Mikkel Rosenvold
8 weeks ago

Analyst: These trades are popular among professional investors right now

With the Fed signaling rate cuts, US equity funds see a surge in investments, marking a strong return to risk-on trading.
Double exposure over urban setting with finance graphics.
Pixels Hunter / Shutterstock.com

This week's market analysis by Oskar Vårdal of Steno Research reveals that professional investors are leaning heavily into risk-on trades, inspired by the Federal Reserve's indication of upcoming rate cuts.

This optimism, driven by a reflationary trend in the US, has led to a significant influx of investments into US equity funds, reaching the highest levels in two years.

Despite the market's overall bullish sentiment, experts caution against complacency, particularly in European markets, where stocks are beginning to look overpriced according to quantitative models.

However, momentum strategies have been exceptionally profitable, suggesting that now may not be the best time to bet against the market trend.

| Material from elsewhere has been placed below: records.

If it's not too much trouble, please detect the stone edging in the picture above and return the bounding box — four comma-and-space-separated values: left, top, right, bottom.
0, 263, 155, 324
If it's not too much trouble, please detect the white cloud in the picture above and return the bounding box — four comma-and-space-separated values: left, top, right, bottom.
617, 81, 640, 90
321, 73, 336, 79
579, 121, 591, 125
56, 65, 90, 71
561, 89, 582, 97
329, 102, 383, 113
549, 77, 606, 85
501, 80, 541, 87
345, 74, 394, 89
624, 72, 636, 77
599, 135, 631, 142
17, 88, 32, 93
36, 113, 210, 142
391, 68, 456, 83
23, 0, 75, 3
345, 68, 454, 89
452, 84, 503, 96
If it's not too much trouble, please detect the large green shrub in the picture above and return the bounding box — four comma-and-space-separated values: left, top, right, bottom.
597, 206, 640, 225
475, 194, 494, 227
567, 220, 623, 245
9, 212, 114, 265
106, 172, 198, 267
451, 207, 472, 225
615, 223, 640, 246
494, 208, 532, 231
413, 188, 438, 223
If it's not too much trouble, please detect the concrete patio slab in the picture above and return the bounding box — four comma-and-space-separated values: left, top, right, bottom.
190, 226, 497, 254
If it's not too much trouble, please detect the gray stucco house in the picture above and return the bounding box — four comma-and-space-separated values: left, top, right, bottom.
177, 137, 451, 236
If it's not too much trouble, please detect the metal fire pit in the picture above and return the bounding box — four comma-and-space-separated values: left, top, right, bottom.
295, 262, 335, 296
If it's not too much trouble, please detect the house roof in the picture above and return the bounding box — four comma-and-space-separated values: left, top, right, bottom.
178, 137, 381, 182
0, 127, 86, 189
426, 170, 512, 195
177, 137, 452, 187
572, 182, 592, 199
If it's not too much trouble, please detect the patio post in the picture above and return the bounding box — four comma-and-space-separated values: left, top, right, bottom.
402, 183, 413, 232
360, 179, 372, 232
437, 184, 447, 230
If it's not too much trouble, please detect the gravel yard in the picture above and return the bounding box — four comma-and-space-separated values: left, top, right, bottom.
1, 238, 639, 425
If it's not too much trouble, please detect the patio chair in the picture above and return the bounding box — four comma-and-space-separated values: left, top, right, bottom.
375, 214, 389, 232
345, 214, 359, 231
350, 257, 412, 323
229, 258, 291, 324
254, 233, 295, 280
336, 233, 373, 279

In the US, sectors such as industrials, materials, and energy are attracting the most investment, benefiting from the shift towards cyclical stocks.

This rotation suggests some sectors are now trading at a premium, potentially signaling a moment for investors to consider taking profits, especially as these trades become more mainstream.

The foreign exchange (FX) market remains less affected by these trends, with the US dollar gaining strength against several currencies despite the shift towards cyclical assets.

This indicates a complex interplay between different market forces, where central bank policies and interest rates continue to hold sway.

Commodities have emerged as a significant aspect of the cyclical rebound, with notable increases in the prices of oil, silver, and gold.

Yet, as positions in these assets become more crowded, the risk-reward scenario becomes less clear, prompting some investors to secure profits in assets like copper and silver.

Additionally, the options market shows a spike in copper bets, especially from China, suggesting that any sudden market shifts could have significant impacts. In fixed income, investors are increasingly taking long positions in bonds, anticipating the Fed's promised rate cuts despite the inherent risks.

Conclusion: Current trends highlight a strong preference among professional investors for cyclical and momentum-driven trades, fueled by positive signals from the Fed.

While the bullish momentum presents opportunities, the increasing consensus around these trades calls for cautious optimism.

Divergences across asset classes, especially in FX markets, further complicate the investment landscape, underscoring the need for a strategic and vigilant approach to navigating the current market dynamics.